*Note: Colcannon is a dish of Irish origin that is made of mashed potatoes and either cabbage or kale. Our three-greens mixture, Southern Greens, is used in this version to give it a Southern U.S. twist. If you feel that the name Colcannon is too obscure, you could call it Southern Greens Mashed Potatoes!
Serves: 30 mins
- • 3 lbs. white potatoes, cut in two-inch chunks
- • Salt
- • 2 Tbsp. olive oil
- • 16 oz. chopped Southern Greens blend
- • ½ cup chopped red onions (plus more for garnish, if desired)
- • ½ to ¾ cups milk
- ) Put the potatoes in a large pot with 2 teaspoons of salt and enough cold water to cover them. Place the pot over high heat and partially cover it. Bring to a boil. Remove cover and reduce heat to a simmer. Cook until potatoes are fork tender. Drain potatoes in a colander and let them rest there.
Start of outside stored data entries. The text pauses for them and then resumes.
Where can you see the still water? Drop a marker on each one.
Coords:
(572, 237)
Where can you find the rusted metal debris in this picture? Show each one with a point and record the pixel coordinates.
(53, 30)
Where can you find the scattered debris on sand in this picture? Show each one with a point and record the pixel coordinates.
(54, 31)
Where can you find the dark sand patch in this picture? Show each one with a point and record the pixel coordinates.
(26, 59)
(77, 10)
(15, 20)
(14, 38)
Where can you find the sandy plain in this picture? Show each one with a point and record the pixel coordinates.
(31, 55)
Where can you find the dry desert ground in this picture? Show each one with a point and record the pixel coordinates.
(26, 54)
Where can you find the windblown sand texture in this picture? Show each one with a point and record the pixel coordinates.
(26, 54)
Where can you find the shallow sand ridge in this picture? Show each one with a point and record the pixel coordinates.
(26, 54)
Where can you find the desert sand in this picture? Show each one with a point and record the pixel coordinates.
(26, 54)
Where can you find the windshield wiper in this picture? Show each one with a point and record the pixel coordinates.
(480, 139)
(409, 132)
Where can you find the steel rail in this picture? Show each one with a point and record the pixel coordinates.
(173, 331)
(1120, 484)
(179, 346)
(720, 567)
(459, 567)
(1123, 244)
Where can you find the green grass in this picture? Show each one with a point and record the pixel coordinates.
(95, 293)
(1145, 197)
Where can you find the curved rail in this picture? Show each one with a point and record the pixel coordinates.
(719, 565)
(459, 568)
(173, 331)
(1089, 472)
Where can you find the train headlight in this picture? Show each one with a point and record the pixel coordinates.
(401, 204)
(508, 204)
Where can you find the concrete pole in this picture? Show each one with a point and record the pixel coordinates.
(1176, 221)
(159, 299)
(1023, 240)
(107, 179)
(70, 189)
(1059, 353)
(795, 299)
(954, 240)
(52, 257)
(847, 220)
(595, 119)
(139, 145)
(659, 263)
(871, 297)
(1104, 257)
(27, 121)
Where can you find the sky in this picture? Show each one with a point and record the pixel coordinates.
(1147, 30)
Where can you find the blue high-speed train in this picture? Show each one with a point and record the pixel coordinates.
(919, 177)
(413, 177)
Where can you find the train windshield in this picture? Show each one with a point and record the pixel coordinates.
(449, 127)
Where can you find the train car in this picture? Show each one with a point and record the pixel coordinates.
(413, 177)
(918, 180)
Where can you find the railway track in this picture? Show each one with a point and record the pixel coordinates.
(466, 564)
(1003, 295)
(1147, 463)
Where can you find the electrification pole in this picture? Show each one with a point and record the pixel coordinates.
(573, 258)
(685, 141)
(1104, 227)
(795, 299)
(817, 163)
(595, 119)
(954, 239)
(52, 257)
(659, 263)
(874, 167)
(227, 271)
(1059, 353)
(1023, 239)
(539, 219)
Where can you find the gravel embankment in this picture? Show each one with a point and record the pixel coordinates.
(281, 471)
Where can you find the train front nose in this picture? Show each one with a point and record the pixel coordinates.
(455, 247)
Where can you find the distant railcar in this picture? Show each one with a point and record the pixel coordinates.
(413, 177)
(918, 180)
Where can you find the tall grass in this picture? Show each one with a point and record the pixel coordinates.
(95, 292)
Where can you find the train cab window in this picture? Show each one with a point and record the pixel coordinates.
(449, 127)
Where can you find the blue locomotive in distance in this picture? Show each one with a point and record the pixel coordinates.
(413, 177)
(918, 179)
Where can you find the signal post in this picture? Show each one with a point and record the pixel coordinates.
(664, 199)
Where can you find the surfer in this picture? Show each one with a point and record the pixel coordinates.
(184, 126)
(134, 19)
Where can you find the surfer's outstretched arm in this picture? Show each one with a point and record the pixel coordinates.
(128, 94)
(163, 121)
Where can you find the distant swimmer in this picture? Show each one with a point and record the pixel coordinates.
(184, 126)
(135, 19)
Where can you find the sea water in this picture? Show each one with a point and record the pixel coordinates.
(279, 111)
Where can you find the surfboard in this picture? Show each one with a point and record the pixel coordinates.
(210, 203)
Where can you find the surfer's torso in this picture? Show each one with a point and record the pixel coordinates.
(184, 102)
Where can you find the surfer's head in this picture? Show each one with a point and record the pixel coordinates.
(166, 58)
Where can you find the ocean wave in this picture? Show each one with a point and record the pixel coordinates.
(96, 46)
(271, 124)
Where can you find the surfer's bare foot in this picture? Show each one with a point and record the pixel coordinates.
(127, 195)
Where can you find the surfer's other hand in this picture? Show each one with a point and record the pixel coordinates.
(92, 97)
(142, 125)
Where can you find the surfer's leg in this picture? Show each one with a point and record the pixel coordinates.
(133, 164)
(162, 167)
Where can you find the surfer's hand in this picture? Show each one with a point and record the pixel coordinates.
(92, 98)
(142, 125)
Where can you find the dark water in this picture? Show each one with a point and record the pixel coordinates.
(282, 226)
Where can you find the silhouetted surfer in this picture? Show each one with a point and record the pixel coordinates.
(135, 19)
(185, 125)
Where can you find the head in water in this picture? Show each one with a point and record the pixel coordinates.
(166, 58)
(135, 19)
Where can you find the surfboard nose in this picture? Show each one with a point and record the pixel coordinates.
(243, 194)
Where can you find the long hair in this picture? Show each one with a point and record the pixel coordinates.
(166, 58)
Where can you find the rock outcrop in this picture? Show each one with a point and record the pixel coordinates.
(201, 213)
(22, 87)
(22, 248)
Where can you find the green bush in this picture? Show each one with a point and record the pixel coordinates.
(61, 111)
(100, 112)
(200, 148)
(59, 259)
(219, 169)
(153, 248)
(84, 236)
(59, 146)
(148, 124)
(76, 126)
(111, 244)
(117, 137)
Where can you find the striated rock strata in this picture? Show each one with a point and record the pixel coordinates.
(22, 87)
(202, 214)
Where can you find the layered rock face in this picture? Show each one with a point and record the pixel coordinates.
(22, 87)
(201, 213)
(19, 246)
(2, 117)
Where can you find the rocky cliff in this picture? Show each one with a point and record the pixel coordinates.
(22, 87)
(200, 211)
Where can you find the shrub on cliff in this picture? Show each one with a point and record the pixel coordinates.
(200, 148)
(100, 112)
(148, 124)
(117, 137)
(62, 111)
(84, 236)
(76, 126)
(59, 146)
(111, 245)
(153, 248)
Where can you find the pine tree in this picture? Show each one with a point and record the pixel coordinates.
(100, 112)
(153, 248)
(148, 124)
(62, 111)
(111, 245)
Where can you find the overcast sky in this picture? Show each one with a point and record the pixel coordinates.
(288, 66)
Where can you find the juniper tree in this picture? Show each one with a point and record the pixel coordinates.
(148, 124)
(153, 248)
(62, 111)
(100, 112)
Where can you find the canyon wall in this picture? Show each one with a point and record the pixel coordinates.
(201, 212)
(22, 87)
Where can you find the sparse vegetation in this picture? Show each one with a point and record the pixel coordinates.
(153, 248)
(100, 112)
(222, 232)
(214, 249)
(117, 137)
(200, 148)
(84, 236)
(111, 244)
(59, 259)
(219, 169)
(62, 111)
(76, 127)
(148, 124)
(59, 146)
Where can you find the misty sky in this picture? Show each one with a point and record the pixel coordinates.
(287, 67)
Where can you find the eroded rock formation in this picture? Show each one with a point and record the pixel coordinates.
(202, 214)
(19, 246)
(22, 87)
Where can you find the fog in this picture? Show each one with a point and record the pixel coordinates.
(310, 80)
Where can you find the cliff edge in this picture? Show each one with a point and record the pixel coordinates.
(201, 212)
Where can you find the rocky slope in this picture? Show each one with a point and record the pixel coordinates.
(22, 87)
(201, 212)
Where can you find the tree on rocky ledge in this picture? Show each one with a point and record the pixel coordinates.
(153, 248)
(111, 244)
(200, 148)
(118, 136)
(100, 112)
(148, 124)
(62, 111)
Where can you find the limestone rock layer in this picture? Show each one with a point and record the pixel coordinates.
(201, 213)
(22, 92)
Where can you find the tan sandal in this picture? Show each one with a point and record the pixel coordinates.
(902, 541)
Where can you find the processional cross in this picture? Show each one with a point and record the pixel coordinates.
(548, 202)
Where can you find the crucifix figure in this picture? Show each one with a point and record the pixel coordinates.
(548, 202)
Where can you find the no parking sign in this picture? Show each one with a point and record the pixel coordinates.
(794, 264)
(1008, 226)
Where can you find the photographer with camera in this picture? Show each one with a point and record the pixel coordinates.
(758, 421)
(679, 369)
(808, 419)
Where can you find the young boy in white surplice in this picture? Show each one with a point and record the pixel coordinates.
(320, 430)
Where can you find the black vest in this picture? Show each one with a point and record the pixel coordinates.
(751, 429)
- ) To the drained pot, add the olive oil and set it over medium heat until heated. Add the mixed greens and ½ teaspoon of salt. Use tongs to stir until it is wilted, 3-4 minutes. Add the red onions and cook for 30 seconds longer.
- ) Add the drained potatoes to the greens and mash well. Stir in ½ cup of milk. Add more milk to make it more moist and more salt if desired.